J. Neurosci., 7: 3489-504 (1987)
Monoclonal antibodies (mAbs) to rat neurofilament (NF) proteins NF-L, NF-M, and NF-H were used to examine the developmental programs of NF expression in rat embryos. The ability of these mAbs to recognize differentially phosphorylated states of NF-M and NF-H (Lee et al., 1987, the preceding paper) was exploited in order to examine the temporal and spatial patterns of NF phosphorylation during early neuronal development in vivo.
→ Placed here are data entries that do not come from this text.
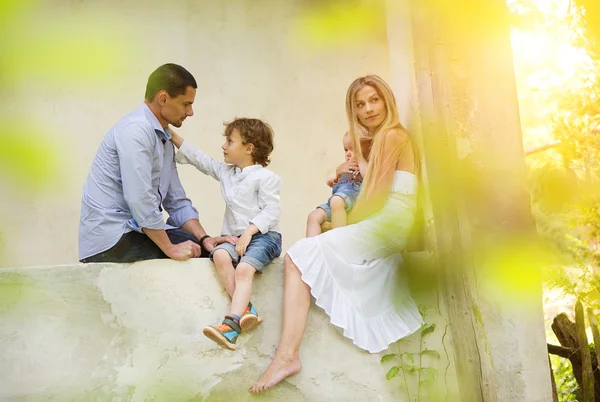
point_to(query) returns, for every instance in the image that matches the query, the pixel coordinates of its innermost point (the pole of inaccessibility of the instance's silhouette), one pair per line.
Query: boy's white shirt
(251, 195)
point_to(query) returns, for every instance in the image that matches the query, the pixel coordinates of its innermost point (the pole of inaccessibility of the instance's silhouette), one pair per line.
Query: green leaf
(388, 357)
(430, 352)
(427, 329)
(430, 373)
(393, 372)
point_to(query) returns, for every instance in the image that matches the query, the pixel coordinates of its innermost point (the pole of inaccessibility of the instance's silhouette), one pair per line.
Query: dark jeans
(134, 246)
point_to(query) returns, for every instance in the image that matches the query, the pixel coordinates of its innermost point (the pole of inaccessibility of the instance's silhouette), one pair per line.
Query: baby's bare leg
(314, 221)
(338, 212)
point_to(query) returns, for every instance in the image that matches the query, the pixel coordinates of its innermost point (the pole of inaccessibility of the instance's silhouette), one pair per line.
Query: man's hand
(183, 251)
(350, 166)
(211, 242)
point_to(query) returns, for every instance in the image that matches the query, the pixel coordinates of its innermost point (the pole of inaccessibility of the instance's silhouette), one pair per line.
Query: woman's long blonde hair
(377, 165)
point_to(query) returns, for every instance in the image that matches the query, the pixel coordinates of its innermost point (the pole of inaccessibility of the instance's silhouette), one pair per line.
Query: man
(134, 173)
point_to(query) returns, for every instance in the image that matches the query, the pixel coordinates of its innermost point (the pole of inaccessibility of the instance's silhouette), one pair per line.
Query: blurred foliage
(327, 25)
(558, 78)
(46, 51)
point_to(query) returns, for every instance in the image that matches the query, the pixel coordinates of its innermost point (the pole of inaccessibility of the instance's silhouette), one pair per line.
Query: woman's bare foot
(279, 369)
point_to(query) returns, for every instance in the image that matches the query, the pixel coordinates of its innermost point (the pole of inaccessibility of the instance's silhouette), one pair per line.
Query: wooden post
(459, 99)
(586, 359)
(554, 392)
(595, 334)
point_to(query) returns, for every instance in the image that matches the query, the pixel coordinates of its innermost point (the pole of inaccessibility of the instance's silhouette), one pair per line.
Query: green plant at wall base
(408, 367)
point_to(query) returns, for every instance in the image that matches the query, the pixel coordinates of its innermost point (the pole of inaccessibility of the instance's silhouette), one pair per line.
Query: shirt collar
(163, 133)
(247, 169)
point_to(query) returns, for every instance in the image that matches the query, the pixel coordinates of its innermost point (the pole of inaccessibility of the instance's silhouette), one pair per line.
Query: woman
(352, 271)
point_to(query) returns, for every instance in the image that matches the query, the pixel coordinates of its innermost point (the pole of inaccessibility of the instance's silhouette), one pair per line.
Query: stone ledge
(134, 332)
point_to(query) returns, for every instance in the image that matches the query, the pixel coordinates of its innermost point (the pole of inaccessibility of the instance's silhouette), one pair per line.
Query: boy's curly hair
(255, 132)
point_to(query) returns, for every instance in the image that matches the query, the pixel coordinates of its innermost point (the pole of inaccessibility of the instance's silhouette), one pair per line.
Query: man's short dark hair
(169, 77)
(256, 132)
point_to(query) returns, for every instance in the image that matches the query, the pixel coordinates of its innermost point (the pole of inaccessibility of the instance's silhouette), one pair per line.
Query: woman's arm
(397, 151)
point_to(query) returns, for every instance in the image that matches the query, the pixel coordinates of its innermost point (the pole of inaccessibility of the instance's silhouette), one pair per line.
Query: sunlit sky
(547, 62)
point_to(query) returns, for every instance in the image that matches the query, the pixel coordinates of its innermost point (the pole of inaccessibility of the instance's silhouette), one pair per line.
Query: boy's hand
(245, 238)
(243, 242)
(350, 166)
(183, 251)
(211, 242)
(326, 226)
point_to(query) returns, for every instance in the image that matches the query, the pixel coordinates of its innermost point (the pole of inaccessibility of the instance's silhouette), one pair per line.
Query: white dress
(355, 272)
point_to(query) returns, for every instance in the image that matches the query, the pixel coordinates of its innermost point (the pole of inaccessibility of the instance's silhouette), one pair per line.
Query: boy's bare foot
(278, 370)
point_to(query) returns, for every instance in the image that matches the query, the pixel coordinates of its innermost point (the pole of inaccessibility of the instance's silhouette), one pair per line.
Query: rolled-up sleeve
(176, 203)
(204, 163)
(269, 203)
(134, 146)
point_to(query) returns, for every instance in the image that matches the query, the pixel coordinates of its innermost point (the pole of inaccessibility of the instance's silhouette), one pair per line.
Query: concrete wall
(133, 332)
(249, 58)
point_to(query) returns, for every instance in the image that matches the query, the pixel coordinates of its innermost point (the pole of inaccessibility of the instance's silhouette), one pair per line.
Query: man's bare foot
(278, 370)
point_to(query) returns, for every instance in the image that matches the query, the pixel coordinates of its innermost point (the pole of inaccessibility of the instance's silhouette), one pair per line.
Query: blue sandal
(250, 319)
(224, 335)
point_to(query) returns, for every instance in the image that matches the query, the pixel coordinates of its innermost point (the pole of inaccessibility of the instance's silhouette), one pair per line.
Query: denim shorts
(348, 191)
(263, 249)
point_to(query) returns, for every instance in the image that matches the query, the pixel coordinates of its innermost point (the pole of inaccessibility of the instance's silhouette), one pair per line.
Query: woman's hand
(350, 166)
(176, 139)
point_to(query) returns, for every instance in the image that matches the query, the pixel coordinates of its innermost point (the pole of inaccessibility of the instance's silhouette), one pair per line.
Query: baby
(345, 191)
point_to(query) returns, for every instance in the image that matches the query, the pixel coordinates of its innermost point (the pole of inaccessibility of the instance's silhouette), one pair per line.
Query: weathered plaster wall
(249, 60)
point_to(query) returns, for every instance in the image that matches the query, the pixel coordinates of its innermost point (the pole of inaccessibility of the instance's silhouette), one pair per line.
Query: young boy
(344, 193)
(252, 211)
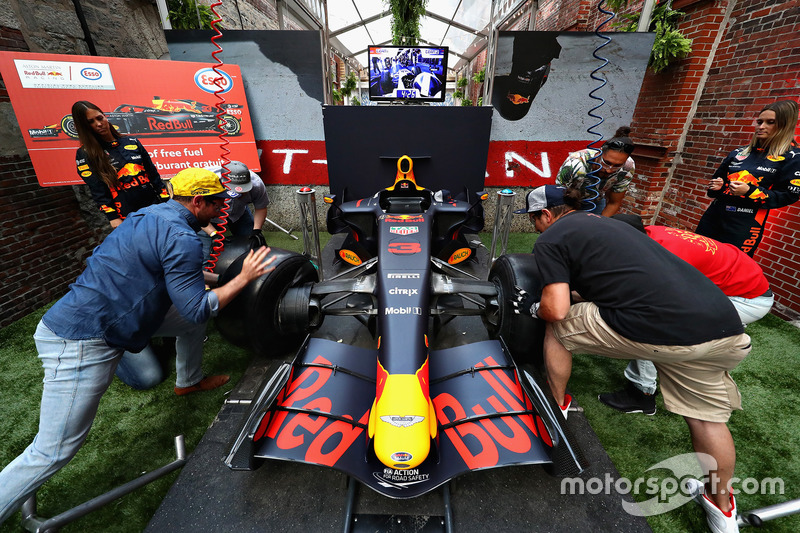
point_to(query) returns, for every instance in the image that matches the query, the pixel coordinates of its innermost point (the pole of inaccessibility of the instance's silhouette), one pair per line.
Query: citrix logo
(404, 292)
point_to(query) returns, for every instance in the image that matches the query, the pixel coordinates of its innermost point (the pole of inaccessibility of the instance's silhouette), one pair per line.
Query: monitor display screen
(415, 73)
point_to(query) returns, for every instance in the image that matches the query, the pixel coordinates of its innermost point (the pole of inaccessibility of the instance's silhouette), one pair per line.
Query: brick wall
(745, 54)
(44, 239)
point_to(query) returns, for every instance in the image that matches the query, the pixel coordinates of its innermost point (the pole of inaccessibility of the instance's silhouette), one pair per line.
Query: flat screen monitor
(412, 73)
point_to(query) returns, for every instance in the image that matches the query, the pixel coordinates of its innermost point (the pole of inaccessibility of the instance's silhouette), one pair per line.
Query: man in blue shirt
(149, 264)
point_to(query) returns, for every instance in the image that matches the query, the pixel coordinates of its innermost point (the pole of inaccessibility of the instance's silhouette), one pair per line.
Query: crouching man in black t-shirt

NF proteins were first detected on the twelfth day postfertilization (E12) using NF-L- or NF-M-specific mAbs. By E13, the coexpression of NF-L and NF-M was widespread, reflecting dramatic increases of immunoreactivity to both subunits. Partial phosphorylation, denoted P[+], of NF-M was already present in perikarya and neurites of E12 neurons. Extensively phosphorylated, or P[+++], isoforms of NF-M appeared in E13 axons, thereby establishing a proximodistal gradient of NF phosphorylation during the earliest phase of NF expression. Immunoblots of tissue homogenates revealed that most NF-M of E13 embryos exists in a partially phosphorylated, or P[+], isoform. Unequivocal staining for NF-H first appeared at E15, a time at which NF-L and NF-M had already attained their adult patterns of immunocytochemical staining. Levels of NF-H were extremely low at E15 but could be detected in all of its differentially phosphorylated states, i.e., nonphosphorylated P[-], partly P[+], and highly P[+++] phosphorylated isoforms. P[+++] isoforms of NF-H were restricted to the distal portions of E15 axons, although staining of more proximal axons, like those in adult, was noted by E17. Immunoblots of E17 embryos revealed most NF-H as P[-] and P[+] isoforms. Quantities of immunoreactive NF-H increased very slowly and remained well below those of NF-M and NF-L for several weeks beyond birth. These results show that sequential forms of NFs are expressed by developing and maturing neurons throughout the nervous system. An "immature" form of NFs, composed of NF-M and NF-L, appears to function in establishing the neuronal phenotype and in initiating and maintaining neurite outgrowth. Addition of NF-H confers a "mature" state to the NF. This delayed expression of NF-H is a slow and graduated process that coincides in time with the stabilization of neuronal circuitries and may be important in modulating axonal events, such as the slowing of cytoskeletal transport and the growth of axonal caliber.